Vorteil der Chi Sau-Reflexe: Es wird kein übermäßiger Krafteinsatz durch z. B „Gegenblocken“ benötigt und vor allem entsteht in der Nahkampf-Distanz kein Zeitverlust durch visuelle Reaktion über
> Auge > Gehirn > Gegenreaktion.
Chi Sau ist eine Partnerübung, die dazu dient, taktile Reflexe miteinander zu schulen und einzuschleifen. Diese Reflexe kommen im richtigen Kampf oder in der Anwendung im Gwo Sau-Training
(Freikampf-Training) zum Einsatz.
Man könnte auch sagen Gwo Sau ist das Endresultat aus der Einheit der verschiedenen Formen, dem Chi Sau-Training, der ergänzenden Unterrichtsprogramme (Reflex- und Kombinationsschulung) und der
Kenntnis über die Umsetzung mittels einer intelligenten Methode!

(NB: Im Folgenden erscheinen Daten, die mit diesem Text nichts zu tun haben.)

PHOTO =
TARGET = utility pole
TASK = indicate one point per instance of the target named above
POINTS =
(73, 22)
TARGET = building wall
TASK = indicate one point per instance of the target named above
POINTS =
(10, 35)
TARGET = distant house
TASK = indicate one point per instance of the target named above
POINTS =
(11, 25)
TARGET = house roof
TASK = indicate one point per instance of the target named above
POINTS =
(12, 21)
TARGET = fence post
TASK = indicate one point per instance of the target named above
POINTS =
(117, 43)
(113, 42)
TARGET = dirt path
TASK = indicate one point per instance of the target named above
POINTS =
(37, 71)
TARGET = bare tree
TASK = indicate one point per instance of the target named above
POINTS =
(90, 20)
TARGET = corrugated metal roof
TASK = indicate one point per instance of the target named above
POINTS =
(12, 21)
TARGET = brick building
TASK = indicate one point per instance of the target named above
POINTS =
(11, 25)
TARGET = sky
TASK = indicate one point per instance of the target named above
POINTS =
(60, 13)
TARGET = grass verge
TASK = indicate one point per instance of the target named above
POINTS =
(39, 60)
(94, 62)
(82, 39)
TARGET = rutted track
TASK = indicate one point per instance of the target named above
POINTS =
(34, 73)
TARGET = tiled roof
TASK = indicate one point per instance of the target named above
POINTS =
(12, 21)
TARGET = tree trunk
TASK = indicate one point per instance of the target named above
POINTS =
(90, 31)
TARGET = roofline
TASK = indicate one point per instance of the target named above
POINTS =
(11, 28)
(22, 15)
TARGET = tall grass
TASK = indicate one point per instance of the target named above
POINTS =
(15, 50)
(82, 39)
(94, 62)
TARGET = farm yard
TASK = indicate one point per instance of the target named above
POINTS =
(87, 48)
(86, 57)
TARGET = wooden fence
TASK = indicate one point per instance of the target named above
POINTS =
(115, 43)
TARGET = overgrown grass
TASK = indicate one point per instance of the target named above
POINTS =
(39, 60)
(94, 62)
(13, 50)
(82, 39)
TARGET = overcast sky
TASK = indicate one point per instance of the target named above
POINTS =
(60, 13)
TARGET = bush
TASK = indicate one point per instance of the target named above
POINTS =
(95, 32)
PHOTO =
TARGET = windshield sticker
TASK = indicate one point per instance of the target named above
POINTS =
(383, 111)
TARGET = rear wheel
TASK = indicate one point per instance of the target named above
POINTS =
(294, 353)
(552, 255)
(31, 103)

Das Chi Geuk-Training ist im Grunde das Pendant zum Chi Sau-Training im Wing Tsun Kung Fu-System. Werden im Chi Sau-Training taktile Reaktionen der Arme trainiert, so werden im Chi-Geuk-Training
taktile Reaktionen der Beine trainiert.
Dies ermöglicht es dem Wing Tsun-Praktizierenden zum einen, bei Kontaktaufnahme mit dem Gegner z. B. umgehend einen Beinhebel, einen Fußfeger oder einen „Nahkampf-Tritt“ anzubringen, zum anderen
aber auch, bei einer adäquaten Aktion des Gegners, durch die Schulung der taktilen Reflexe, unverzüglich mit einer entsprechenden Gegenreaktion zu kontern. Das Chi Geuk-Training beinhaltet sowohl
Fußfeger und Fußtritte, Knie- und Beinhebel als auch Kniestöße.